The sensor meshes were composed of the biocompatible and biodegradable polymers: poly(ε-caprolactone) (PCL) (70–90 kDa), doped with varying amounts of hydrophilic PGC–OH or hydrophobic PGC–C18. The bottom indicator layer (Fig. 1A, orange) facilitates wetting as all contact angles were <90° with ethanol water solutions containing greater than 9% ABV. The polymer solutions for preparing the responsive layers (Fig. 1A, grey) were between 3 and 5% PGC–C18 dissolved at 150 mg mL−1, and were electrospun at the same time as the indicator layer for the first 30 seconds (to prevent delamination), then for varying times afterwards, between 5 and 15 minutes. Five different meshes with varying hydrophobicity were fabricated to span the relevant range. The detailed electrospinning parameters, and contact angles (both with water and 9% ethanol) are listed in Table 1. As geometry (mesh thickness, fiber diameters, porosity) and material hydrophobicity both influence surface energy, water and ethanol apparent contact angles were both measured for Meshes #1–5 to resolve differences in surface tension. Meshes that exhibit higher contact angles (and therefore have lower critical surface tensions) are designed to detect higher alcohol contents.

Surface tensions of the test wines were measured in quintuplicate by the Wilhelmy plate method on a Kruss K11 tensiometer using flame-cleaned glass cover slips. Contact angles were recorded on video by a Kruss DSA100 goniometer using Laplace-Young fitting and all droplets are 3 μL at 21–23 °C. Model wines were commercial wines with labeled alcohol by volume (ABV) of 12.5–14.0%. Details on the wine types can be found in Table 2. Three μL droplets were added to meshes, and photographed every 15 seconds using manual settings. The time-to-wet is defined as the time after droplet addition to <90° apparent contact angle and orange color change, as shown in Fig. 1, 3 and 4.
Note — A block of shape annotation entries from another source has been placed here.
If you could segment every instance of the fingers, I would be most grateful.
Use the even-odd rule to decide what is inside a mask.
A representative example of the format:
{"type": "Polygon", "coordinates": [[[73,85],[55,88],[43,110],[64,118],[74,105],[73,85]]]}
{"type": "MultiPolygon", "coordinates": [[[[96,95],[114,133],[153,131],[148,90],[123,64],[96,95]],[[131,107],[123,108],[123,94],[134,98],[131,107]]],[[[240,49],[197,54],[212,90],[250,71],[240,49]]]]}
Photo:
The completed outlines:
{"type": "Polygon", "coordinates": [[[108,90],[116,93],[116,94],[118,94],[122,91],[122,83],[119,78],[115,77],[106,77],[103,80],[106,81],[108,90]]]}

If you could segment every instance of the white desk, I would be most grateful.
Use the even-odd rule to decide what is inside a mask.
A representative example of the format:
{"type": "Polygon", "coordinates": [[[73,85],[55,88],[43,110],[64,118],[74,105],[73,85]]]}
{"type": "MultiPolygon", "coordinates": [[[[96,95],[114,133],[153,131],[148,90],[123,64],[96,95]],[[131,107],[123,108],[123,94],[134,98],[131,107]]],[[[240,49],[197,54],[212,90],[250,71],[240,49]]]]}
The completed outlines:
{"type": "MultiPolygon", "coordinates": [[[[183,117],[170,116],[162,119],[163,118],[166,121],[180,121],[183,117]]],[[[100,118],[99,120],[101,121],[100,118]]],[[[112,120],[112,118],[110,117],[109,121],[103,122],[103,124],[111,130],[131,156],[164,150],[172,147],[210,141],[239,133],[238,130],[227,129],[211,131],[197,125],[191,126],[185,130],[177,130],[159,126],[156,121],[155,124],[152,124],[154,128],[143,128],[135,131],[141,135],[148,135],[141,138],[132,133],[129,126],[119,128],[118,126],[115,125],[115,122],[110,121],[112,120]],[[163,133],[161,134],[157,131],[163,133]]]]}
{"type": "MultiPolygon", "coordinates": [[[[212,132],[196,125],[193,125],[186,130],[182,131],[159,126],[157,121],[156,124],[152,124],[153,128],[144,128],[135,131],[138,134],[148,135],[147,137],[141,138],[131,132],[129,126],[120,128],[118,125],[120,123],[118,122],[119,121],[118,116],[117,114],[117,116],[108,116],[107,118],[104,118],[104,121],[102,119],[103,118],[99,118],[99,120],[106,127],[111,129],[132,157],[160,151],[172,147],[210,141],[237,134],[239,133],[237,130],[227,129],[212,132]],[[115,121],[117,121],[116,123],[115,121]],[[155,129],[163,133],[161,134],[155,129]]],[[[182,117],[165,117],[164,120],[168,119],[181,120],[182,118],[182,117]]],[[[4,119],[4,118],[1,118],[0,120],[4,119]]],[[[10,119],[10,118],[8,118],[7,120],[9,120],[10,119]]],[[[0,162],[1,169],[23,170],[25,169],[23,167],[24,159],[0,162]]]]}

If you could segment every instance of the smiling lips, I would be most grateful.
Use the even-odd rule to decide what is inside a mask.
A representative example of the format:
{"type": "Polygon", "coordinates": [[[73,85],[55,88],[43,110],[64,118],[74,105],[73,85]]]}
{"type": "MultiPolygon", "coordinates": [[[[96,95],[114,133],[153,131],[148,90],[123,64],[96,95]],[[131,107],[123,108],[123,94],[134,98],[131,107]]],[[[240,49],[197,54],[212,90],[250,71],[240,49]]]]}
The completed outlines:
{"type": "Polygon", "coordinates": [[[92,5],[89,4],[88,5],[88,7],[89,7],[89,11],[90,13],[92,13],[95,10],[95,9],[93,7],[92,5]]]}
image file: c7ra09320a-f3.tif
Fig. 3 (A) Discrimination of commercial wines at 13.5 and 14.0% alcohol on Mesh #3 (scale bar = 3 mm). (B) The wetting response of four sensor meshes to alcohol content, each sensor resolving 1% ABV, n ≥ 3, error bars denote ± SEM. The dashed line represents 30 seconds, the time at which the wetted/non-wetted response was observed. The (*) denotes a difference from zero, p < 0.005.

image file: c7ra09320a-f4.tif
Fig. 4 Alcohol sensors resolve 0.5% ABV differences in commercial wines. Droplets of 3 μL were added to each sensor. Photographs of the sensors are one minute after droplet addition. The non-wetting droplets remained for >5 min.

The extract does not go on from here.